Scots braced for Sergio Parisse's history men

Italy look for first ever back-to-back wins in a Six Nations campaign against Johnson's side

Edinburgh

To the Roman Empire, it was the final frontier, the country that couldn't be conquered. They managed to build a wall between the Firth of Clyde and the Firth of Forth but were soon pushed back from Caledonia to the southern side of Hadrian's defensive construction.

In the grand historical scheme of things, it might not be of great significance if the 15 men in the Azzurri battledress manage to emerge victorious from their 80-minute skirmish in the west end of Edinburgh this afternoon. In the context of international rugby union, however, an Italian win would be something of a landmark achievement – possibly a sea-change moment in the game.

Italy have prevailed at Murrayfield before, of course. Back in 2007, they plundered three tries and 21 points in the opening six minutes and when the final whistle confirmed a 37-17 success Alessandro Troncon and his team paraded around the pitch wearing pirate hats.

It remains the only Italian win on the road in the Six Nations. They have not even been able to back up one-off home victories before. Indeed, only in that 2007 competition, when they also put Wales to the sword in Rome, have they won more than one match in a Six Nations campaign.

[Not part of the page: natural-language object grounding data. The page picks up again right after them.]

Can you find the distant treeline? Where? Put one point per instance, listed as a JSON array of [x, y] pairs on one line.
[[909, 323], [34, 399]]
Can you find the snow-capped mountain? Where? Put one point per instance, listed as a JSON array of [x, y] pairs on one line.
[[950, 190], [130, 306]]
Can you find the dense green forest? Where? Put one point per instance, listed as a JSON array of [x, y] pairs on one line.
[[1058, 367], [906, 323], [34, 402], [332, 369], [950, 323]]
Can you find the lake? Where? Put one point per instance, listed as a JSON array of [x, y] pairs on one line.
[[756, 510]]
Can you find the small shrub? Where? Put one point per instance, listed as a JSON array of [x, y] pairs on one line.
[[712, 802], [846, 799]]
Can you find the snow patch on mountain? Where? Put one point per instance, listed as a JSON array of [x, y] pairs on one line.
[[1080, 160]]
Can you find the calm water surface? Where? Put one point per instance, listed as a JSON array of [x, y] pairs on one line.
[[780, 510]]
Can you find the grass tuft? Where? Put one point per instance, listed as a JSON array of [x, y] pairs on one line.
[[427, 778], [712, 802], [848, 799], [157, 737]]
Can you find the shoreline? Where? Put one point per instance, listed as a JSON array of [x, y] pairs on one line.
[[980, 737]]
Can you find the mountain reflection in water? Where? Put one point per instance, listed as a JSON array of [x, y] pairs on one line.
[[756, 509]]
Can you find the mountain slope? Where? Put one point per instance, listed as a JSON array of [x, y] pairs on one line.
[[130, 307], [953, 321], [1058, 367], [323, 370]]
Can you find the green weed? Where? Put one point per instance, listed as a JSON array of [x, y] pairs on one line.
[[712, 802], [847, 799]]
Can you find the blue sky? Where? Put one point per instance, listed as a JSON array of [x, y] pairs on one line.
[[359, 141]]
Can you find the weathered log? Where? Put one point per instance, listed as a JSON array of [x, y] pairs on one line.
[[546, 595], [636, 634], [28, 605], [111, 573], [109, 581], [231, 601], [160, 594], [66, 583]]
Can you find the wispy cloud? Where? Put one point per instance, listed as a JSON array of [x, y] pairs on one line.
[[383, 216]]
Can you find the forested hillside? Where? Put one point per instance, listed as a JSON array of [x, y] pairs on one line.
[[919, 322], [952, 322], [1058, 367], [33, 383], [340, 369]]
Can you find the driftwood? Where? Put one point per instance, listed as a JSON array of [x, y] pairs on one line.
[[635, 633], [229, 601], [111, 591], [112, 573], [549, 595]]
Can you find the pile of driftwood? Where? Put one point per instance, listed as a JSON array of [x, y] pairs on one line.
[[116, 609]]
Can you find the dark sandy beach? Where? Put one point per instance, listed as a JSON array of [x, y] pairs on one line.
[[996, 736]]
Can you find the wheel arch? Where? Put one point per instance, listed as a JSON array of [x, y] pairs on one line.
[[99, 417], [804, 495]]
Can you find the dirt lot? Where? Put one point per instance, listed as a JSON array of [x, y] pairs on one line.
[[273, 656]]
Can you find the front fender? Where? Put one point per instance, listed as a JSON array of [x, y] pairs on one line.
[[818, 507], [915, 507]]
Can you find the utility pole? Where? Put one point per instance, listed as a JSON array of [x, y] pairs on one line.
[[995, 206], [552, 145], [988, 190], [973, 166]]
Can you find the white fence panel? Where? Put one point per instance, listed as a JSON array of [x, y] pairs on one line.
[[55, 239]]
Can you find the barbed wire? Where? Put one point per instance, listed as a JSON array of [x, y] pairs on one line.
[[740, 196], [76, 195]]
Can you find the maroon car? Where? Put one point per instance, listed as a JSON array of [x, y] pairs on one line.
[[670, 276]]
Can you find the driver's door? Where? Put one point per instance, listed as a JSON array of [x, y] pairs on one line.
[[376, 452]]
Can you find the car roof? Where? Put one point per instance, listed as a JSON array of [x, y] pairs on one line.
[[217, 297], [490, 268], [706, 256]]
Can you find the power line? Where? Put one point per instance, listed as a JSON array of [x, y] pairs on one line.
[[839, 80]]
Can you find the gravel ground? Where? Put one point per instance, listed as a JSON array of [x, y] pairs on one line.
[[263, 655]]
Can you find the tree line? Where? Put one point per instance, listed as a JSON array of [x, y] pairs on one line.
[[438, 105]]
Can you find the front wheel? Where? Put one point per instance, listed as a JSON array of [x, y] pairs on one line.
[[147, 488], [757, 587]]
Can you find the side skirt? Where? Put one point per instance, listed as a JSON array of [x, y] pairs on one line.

This afternoon they line up in the Scottish capital with a 2013 win already in the bag, thanks to that stunning 23-18 triumph against the pre-championship favourites France in Rome on the opening weekend. If Sergio Parisse and his side can follow up with a winning blow to a Scotland team beaten 38-18 at Twickenham a week ago, then the prospect of a first ever challenge for the title will suddenly open up for them. Next up will be Wales at home.

"Success for us in the Six Nations is trying to get more than one victory," Parisse, the Azzurri's talismanic No 8 and captain, said. "We have only done that once before. But one day I want to see us compete to win this competition. We have young players coming through and I think in three or four years we will have the motivation to win the championship. But why not this year?

"Five or six years ago we would say, 'Well, we play Scotland at home and maybe we could beat them but there's no way we're going to beat England, France, Ireland or Wales'. From the mental point of view, I think the players know now that we can beat any team."

Having got the better of Scotland in Rome in the final match of last season's championship, the peerless Parisse and his team-mates stand to become the first Italian side to achieve three successive victories in the Six Nations. As for the Scots, they have won just one of their last 11 fixtures in what used to be called the International Championship.

That was a 21-8 victory two years ago against an Italian side unable to back up their first ever win against the French, which they had achieved the weekend before. Scotland, naturally, will be out to make sure that history repeats itself.

"Listen, they can target whichever games they like," replied Scott Johnson, Scotland's interim head coach, when it was put to him that the Italians, under the French coach Jacques Brunel, will see this afternoon's encounter as eminently winnable. "We're targeting them too. It's the way it is. Trust me, we're walking towards the pressure, not away from it. They're a combative side. They'll want to turn up here and be combative. So will we."

Johnson's charges showed encouraging signs in attack in their opening match but considerable room for improvement at the breakdown. They can ill afford to allow Parisse and Co room to manoeuvre in that department today.

"The fact is there's been an honesty call within the camp," Johnson added. "We acknowledged the issues that we had against England. It's up to the boys we've picked now."